The 22 Immutable Laws of Marketing
One of the major mistakes many new marketers make is to have too many marketing messages, such that the true and core message gets lost. In trying to be an “expert” in too many areas, one ends up being remembered for nothing in particular.
Hence the opposite is true, it is more important to repeat ONE core message and a few simple points over and over again, focusing on repetition and visibility, and aiming to get multiple touchpoint to maximise the frequency of interaction.
Created by Al Ries, one of the top experts in marketing and branding, and author of the book “Positioning”, these 22 laws of marketing provide an essential guide to any business owner who wants to create a strong niche in any market, and get a constant supply of leads.
- Leadership: Being first in the market is better than having a better product.
- Category: hard to gain leadership in a category with a lot of competition, better to create a product in new category.
- Mind: It’s not important to be first in the market but first in the mind of consumers.
- Perception: Marketing is not about products (their features or quality) but about perceptions (how people perceive products).
- Focus: owning a word in the prospect’s mind.
- Exclusivity: do not try to take over a word that is already owned by a competitor.
- Ladder: Marketing strategy depends on your position in the market.
- Duality: In the long run, every market becomes a two-horse race.
- Opposite: If you’re shooting for second place, your strategy is determined by the leader.
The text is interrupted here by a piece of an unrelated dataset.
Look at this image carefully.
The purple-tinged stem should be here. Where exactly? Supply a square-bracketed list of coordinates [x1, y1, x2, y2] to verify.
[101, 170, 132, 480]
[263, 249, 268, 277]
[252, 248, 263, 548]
Don’t try to be better than the leader, try to be different.
- Division: Over time a category will split into two or more categories.
- Perspective: Marketing effects take place over an extended period of time. It’s a mistake to sacrifice long-term planning with actions that improve short-term balance sheet.
- Extension: create new brands to address new markets/products; do not try to extend brand equity to new products
- Sacrifice: You have to give up something in order to get something. There are three things to sacrifice: product line, target market, constant change
- Attributes: For every attribute, there is an opposite, effective attribute.
- Candor: When you admit a negative, the prospect will give you a positive.
- Singularity: In each situation, only one move will produce substantial results. (single bold stroke)
- Predictability: be flexible to adapt to any unpredictable situation (constant flux)
- Success: Don’t be arrogant, drop the ego, be objective.
- Failure: Drop things that don’t work instead of trying to fix them.
- Hype: The amount of hype isn’t proportional to success. Often failed products are heavily hyped.
- Acceleration: Successful programs are not built on fads but on trends.
- Resources: You need a lot of money to market your ideas.
If you dutifully follow and apply all these laws, you will find that not only do people remember your brand, but they will also resonate with your brand message, and you will find them coming to you instead of having to go out and desperately try to get their attention.
And if you have time to spare, do check out his book to get more detailed examples and applications.